– Как бы то ни было, а этот Смитте говорит правду, – сказал Мануэль. – Кто-то побывал здесь и унёс с собою тело. С такими ранами не ходят, я своё оружие знаю. Когда я забирал у него меч, этот парень был мёртв, как гентская ветчина.
– Но не улетел же он!
– А вдруг улетел?
– Может, это тот летучий ублюдок его утащил? – предположил Родригес и посмотрел в затянутое дымкой небо. – Кстати, что это была за тварь?
– Не знаю, – Мануэль покачал головой. – Похож на человека. Маленький, пухлый, лицо щекастое, как груша. Наверное, какой-то местный el duende[100]. Я его почти не разглядел, а вы?
– Разглядели бы, тогда б не спрашивали. Да…

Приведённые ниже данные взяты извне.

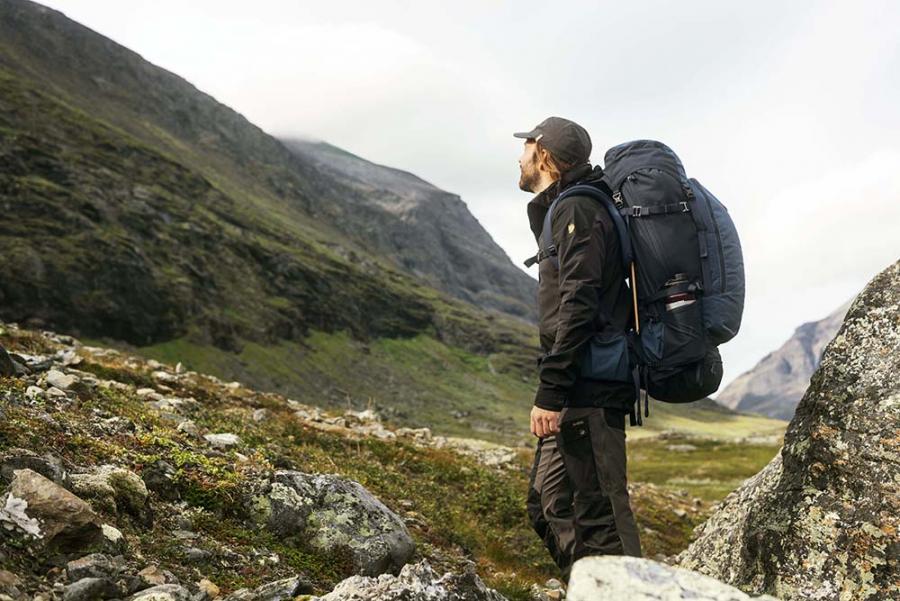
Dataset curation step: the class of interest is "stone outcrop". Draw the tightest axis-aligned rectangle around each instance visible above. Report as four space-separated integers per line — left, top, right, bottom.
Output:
312 559 506 601
3 469 101 551
716 301 850 420
71 465 150 516
566 556 777 601
252 470 415 576
679 262 900 600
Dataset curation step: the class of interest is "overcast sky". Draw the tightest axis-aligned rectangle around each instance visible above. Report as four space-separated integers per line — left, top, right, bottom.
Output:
44 0 900 392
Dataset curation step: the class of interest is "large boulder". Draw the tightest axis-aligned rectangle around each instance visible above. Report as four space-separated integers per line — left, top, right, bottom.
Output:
312 559 506 601
679 262 900 601
566 556 777 601
253 470 415 576
225 576 312 601
70 465 150 516
0 469 102 552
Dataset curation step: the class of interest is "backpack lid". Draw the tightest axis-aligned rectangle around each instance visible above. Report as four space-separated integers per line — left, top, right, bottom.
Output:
603 140 687 191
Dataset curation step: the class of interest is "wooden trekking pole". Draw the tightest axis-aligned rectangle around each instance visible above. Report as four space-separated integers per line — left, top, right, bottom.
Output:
631 261 641 334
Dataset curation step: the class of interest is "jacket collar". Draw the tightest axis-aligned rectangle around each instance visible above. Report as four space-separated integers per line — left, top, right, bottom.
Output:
528 163 603 244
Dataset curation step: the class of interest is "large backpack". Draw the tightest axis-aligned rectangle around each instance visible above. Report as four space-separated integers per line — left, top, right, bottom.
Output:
538 140 744 425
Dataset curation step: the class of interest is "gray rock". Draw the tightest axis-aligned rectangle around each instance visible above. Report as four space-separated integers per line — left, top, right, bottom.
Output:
141 459 181 501
253 470 415 576
63 578 122 601
128 584 191 601
44 369 78 390
0 346 16 378
225 576 313 601
3 469 101 551
0 568 26 601
183 547 213 563
566 555 777 601
312 559 506 601
69 465 150 516
716 301 850 420
679 262 900 601
203 432 241 449
0 449 69 488
66 553 122 582
313 559 506 601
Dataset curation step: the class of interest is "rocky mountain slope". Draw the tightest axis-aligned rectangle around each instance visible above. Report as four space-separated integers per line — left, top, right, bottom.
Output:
0 0 782 443
0 324 774 601
680 262 900 601
283 139 537 319
0 0 537 440
716 301 850 420
0 0 536 320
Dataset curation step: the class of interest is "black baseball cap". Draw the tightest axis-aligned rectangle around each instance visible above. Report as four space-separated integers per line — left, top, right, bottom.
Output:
513 117 591 165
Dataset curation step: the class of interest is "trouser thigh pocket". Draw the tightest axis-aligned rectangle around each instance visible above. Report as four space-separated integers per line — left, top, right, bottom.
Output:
557 416 592 459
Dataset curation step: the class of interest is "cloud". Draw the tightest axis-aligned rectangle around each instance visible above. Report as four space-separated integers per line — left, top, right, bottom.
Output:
37 0 900 390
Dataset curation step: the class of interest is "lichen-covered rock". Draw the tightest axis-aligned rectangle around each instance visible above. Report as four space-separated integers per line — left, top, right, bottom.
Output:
63 577 122 601
0 449 69 488
566 556 777 601
252 470 415 576
128 584 192 601
225 576 313 601
7 469 101 551
312 559 506 601
66 553 122 582
679 262 900 601
70 465 150 516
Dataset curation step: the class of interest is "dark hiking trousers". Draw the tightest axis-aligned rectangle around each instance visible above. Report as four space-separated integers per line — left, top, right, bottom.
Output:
527 407 641 579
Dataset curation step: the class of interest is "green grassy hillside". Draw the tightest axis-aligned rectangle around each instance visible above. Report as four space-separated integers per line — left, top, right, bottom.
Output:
0 324 777 600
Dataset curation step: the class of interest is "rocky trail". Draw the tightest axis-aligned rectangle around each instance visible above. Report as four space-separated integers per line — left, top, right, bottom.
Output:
0 264 900 601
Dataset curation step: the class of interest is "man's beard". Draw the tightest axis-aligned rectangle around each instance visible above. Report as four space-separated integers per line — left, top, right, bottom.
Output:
519 169 540 192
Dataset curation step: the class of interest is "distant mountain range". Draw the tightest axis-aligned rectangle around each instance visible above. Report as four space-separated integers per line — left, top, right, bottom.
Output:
0 0 781 442
282 138 537 321
716 301 852 420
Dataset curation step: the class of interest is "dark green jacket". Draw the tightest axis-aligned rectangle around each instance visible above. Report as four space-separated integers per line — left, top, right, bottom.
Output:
528 165 634 411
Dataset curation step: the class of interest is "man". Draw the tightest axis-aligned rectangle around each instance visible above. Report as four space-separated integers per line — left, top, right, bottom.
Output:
514 117 641 579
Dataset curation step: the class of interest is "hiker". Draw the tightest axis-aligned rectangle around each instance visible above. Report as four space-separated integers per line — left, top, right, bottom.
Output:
513 117 641 580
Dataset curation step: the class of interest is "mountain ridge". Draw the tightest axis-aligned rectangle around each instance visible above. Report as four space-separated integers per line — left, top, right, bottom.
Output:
716 299 852 420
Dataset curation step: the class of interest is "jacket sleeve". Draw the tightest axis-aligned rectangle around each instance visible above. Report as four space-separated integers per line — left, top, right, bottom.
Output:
534 196 605 411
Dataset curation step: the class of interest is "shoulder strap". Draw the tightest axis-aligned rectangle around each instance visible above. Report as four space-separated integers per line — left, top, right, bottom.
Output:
560 184 634 273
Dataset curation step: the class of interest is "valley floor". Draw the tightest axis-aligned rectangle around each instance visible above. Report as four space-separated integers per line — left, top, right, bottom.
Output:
0 326 780 599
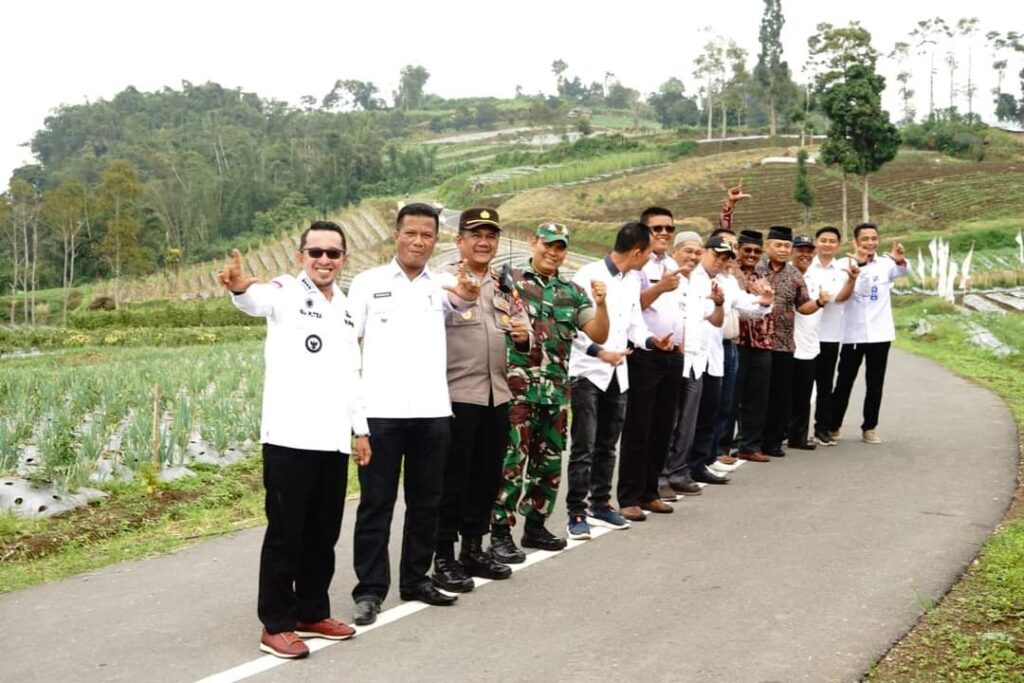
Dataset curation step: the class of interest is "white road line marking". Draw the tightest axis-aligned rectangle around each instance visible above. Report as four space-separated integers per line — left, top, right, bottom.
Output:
197 462 742 683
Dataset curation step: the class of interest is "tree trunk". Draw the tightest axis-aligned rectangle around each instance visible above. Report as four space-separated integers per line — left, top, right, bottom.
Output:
860 173 871 223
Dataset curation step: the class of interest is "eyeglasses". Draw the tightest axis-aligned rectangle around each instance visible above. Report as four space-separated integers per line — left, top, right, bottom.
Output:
302 247 345 255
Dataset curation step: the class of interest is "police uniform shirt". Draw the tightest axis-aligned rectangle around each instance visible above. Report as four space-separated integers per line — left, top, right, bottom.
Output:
444 266 516 405
348 259 457 418
798 256 850 344
640 253 684 345
843 255 910 344
231 272 369 453
569 256 651 391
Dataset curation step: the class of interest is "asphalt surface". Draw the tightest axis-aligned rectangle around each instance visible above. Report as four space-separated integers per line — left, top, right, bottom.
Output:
0 351 1018 683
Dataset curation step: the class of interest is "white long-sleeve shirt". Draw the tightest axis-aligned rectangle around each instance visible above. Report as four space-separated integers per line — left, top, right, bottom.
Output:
231 272 368 453
569 256 651 391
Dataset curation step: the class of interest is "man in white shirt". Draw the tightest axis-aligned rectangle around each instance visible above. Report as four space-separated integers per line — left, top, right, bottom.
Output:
565 222 675 541
787 234 857 451
808 225 857 446
219 221 371 658
348 203 480 625
828 223 910 443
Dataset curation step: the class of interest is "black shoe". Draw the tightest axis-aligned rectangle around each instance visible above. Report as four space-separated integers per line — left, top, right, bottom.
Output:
690 467 729 483
459 536 512 581
352 598 381 626
489 527 526 564
522 524 565 550
430 557 476 593
398 582 459 607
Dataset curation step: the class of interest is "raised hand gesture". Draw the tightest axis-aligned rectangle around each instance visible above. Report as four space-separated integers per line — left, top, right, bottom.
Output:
444 259 480 302
728 178 750 205
217 249 259 294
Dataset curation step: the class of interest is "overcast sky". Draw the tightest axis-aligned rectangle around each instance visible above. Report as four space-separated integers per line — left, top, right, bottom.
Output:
0 0 1024 185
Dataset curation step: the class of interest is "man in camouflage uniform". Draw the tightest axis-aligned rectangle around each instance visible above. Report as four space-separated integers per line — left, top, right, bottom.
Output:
490 223 608 563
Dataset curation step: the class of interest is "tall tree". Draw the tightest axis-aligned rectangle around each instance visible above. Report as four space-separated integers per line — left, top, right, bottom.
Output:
754 0 793 136
95 160 146 307
43 178 90 325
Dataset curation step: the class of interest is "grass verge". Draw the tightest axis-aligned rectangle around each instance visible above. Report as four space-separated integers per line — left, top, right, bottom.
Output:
866 299 1024 683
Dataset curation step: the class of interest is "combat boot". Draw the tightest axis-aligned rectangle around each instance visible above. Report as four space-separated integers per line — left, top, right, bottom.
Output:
459 535 512 581
489 526 526 564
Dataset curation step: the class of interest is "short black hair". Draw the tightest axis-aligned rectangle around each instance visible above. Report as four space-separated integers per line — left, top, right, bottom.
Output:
640 206 676 225
394 202 440 233
853 223 879 240
299 220 348 252
614 221 650 254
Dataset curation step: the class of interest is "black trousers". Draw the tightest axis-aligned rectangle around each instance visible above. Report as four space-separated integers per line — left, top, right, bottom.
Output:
352 417 450 601
256 443 348 633
686 373 722 476
437 402 509 545
814 342 839 434
735 346 772 453
828 342 890 431
761 351 793 453
788 358 818 445
616 349 683 508
565 375 628 515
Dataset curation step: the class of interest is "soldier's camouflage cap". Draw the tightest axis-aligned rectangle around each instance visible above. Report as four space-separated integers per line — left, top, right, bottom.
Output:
537 223 569 247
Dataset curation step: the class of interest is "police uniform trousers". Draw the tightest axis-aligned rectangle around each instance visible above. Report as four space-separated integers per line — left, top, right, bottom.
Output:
352 417 451 602
257 443 349 634
437 401 509 544
828 342 891 431
490 398 568 526
617 348 683 508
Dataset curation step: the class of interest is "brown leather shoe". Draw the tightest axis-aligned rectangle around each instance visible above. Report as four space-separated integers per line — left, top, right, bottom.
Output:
259 629 309 659
736 452 771 463
640 499 675 515
618 505 647 522
295 616 355 640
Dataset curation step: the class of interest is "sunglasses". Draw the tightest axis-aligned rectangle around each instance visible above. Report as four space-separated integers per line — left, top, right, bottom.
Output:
302 247 345 261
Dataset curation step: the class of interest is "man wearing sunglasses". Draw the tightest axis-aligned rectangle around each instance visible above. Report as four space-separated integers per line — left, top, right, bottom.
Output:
218 221 371 658
348 203 480 626
490 223 609 564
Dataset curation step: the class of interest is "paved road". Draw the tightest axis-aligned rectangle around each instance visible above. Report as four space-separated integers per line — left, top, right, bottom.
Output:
0 352 1018 683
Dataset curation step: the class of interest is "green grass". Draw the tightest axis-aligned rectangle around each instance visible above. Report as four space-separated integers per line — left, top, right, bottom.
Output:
867 299 1024 683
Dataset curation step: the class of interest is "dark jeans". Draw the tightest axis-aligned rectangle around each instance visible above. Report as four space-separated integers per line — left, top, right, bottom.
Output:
761 351 793 453
257 443 348 633
657 370 703 486
708 339 739 462
686 373 722 475
736 346 771 453
352 418 450 600
437 402 509 544
787 358 818 445
565 375 626 515
814 342 839 434
617 349 683 508
828 342 890 431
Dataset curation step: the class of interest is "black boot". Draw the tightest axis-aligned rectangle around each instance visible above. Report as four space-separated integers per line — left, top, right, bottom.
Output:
489 524 526 564
459 535 512 581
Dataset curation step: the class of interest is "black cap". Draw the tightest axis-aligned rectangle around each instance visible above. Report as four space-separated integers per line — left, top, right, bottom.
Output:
738 230 765 246
705 234 736 257
459 208 502 230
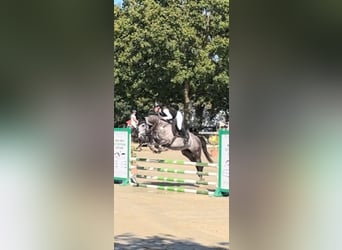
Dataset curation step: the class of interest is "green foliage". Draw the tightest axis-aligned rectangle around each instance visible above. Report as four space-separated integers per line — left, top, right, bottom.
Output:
114 0 229 126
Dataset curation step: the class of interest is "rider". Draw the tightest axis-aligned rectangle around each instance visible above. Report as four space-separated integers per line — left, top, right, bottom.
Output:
154 103 189 144
130 110 139 129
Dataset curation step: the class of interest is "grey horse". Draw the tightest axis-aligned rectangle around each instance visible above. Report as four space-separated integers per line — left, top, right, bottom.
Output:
138 115 213 180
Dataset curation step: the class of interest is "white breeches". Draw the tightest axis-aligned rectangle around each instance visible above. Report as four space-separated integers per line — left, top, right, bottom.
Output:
176 111 183 130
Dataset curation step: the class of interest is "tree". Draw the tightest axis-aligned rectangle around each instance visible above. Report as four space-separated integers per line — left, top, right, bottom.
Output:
114 0 229 127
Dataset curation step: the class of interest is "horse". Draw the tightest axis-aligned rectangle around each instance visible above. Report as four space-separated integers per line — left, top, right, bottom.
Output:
138 115 213 181
131 121 167 153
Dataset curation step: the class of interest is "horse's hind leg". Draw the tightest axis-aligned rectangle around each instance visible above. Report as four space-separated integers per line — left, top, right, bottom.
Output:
181 149 204 181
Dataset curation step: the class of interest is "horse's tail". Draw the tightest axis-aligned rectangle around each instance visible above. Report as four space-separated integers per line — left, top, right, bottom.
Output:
197 135 214 163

– Да разбе он летал? – поскрёб в затылке Хосе-Фернандес. – Летать могут только ангелы. И птицы. Не походил он на ангела! Наберное, скачался на берёбке с дереба, бсего-то и делоб. Берёбку надо поискать…
Верёвки, впрочем, не нашли. Зато нашли два башмака и шляпу. И шляпа, и башмаки оказались чудовищно тяжёлыми. Мануэль залез ладонью внутрь, пощупал, взрезал ножом и отодрал подкладку.
– Глядите-ка, святой отец! – позвал он, поворачивая башмак к лунному свету. – Да тут свинец внутри! Фунта по два в каждом, не меньше.
Все по очереди подержали ботинок в руках.
– Бесовщина какая-то… Зачем это ему?
– Надо бы девку спытать, – сказал Киппер, – вдруг она чего расскажет.
– Расскажет, дожидайтесь, – буркнул Санчес. – Вон какие зенки бесстыжие. Упрямая. Я эту породу знаю. Помню, у меня была такая. Мы тогда стояли лагерем в северной Гранаде…
– Дурак ты, Санчо. Дурак и сын дурака.
– Это почему это я дурак?
– В пыточных подвалах все говорят. – Родригес сплюнул, достал из кармана жгут кручёного табака, с отвращением посмотрел на него и сунул обратно. Вздохнул. – Нет, но Анхель, Чело… Кто мог его зацепить? Мануэль! – окликнул он аркебузира. – А ты точно уверен, что не промахнулся?
– Уверен, – мрачно отозвался тот.
– А если ты… ну, в смысле, если это ты Анхеля…
– Родриго, ты с ума сошёл: не мог же я пробить навылет эту халупу!
Родригес почесал в затылке.
– Да, пожалуй что не мог…
Солдаты ещё раз обыскали хижину, не нашли ничего ценного, разломали пару лежаков, связали из них носилки, уложили сверху труп Анхелеса, взгромоздили всё это на плечи и двинулись прочь. Тащить на верёвке пленницу доверили Михелю. Заночевать в проклятой хижине никто даже не помыслил.
Ночь расцвела горячим заревом пожара.
А когда они под утро добрались до распадка и разбили лагерь, погасло и оно.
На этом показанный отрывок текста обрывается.